Because we’re a proxy and not an account pool, where you sit on a provider’s terms stays your decision, made with the whole picture in front of you instead of in the dark. You can see what each deployment really costs, route the spend down, and turn the taps up or down per team based on how much risk you’re willing to carry. The two leaks above are the same machine doing two jobs: sending each request to the right model, and making the deployment you’ve chosen legible enough to manage.

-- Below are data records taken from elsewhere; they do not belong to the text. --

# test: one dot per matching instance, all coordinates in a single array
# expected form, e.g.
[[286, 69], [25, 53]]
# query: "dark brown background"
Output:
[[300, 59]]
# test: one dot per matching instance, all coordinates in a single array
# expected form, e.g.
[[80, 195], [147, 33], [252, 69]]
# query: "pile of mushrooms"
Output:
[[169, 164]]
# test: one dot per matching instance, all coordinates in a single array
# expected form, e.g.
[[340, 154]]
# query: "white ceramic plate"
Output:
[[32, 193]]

A couple of caveats, plainly. Flowstate makes a deployment observable and controllable; it doesn’t rewrite your contract. If you need a BAA, data residency or a contractual no-training clause, that’s the Enterprise door, and there our job is the routing and the ledger: keeping the metered bill from running away from you. And the whole thing is a heavy-usage story: for a light team the metered bill never gets near the point where any of this pays for itself, as the calculator shows the moment you drag the usage down.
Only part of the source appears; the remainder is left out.